Here, Hour editors Mary Zurolo and William F. Torpey offer opposing views on four issues.
Frivolous Lawsuits?
Zurolo: State lawsuits against tobacco companies are frivolous. It is not the fault of the companies that people bought their products and became addicted to nicotine. All smokers make the choice to smoke and to continue doing so despite reports, and common sense, pointing to the fact that smoking is unhealthy. Such lawsuits are just one more indication of how America has become a culture made up of people who love to be victims rather than one in which people are willing to take responsibility for their own actions.
Torpey response: While it's true that we've become a litigious society, lawsuits are often the only way that aggrieved persons can achieve justice. Sure, if we can resolve issues without going to court, by all means let's do it. But we must allow those aggrieved to have their day in court.
Political Strategies
Torpey: Democrats and Republicans, naturally, will never agree; but Democrats do not make character assassination part of their overall political strategy the way the Republican Party does. It's difficult to compromise when you're always being unjustly attacked.
Zurolo response: Republicans can't help pointing out the numerous transgressions of the Democrats because there are so many.
Government Spending
Zurulo: The legislature's recent decision to spend $53,000 upgrading lawmakers' nameplates in the Capitol parking lot (in Hartford) is just one more example of wasteful government spending. The fact that several lawmakers on the committee that authorized the spending didn't even know how much the final project would cost shows that the more money lawmakers collect the more likely they are to spend it irresponsibly. And that is why all budgets should have spending caps.

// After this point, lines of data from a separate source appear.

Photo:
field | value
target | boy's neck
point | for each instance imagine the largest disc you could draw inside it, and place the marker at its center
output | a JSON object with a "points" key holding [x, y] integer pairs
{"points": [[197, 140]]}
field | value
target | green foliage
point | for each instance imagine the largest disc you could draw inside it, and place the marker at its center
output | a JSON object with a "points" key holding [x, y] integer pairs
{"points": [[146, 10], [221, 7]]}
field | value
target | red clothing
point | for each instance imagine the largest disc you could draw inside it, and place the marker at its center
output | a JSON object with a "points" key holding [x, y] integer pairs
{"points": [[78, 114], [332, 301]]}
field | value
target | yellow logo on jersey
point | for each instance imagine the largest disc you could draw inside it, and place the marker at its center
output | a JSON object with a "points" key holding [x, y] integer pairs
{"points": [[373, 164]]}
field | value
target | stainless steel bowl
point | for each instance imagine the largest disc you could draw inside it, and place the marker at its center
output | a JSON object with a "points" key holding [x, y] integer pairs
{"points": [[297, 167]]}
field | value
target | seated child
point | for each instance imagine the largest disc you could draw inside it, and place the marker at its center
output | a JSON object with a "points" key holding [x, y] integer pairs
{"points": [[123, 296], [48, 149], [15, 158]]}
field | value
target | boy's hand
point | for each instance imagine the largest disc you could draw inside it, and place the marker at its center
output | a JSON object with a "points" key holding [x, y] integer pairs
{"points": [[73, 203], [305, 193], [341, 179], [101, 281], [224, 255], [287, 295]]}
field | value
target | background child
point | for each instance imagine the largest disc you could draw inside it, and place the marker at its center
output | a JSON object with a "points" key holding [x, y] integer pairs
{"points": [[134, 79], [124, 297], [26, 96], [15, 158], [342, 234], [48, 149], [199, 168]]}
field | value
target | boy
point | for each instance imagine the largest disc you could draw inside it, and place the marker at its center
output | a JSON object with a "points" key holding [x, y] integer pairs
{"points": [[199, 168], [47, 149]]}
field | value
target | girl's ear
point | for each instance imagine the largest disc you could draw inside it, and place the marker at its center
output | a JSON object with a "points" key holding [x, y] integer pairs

Torpey response: That's nice. But, lawmakers should be more concerned with traffic signs and highway markers. They're so poor throughout the state that a national emergency should be declared to insure that communities establish minimum safety requirements for wording and placement. In any case, spending caps are always a bad idea. They abrogate lawmakers' responsibility to do the job they were elected to do.
The U.S. Justice System
Torpey: Our jury system needs a lot of work. Aside from all the questions revolving around the rules of evidence, jury selection, and the discretion of judges that evolved over the years, a way must be found to establish public confidence in the system when a jury finds an accused person not guilty.
Zurolo response: Re-establishing public confidence in the jury system won't occur until an attempt is made to base law more on truth than technicalities. Stacking juries in favor of one side is a practice that needs to be reformed. Until then, Americans should feel thankful they can freely express their dissatisfaction with particular trials.
I wrote this column as a "My View" for The Hour newspaper of Norwalk, Conn., with a fellow editor, Mary Zurolo, on Feb. 1, 1997.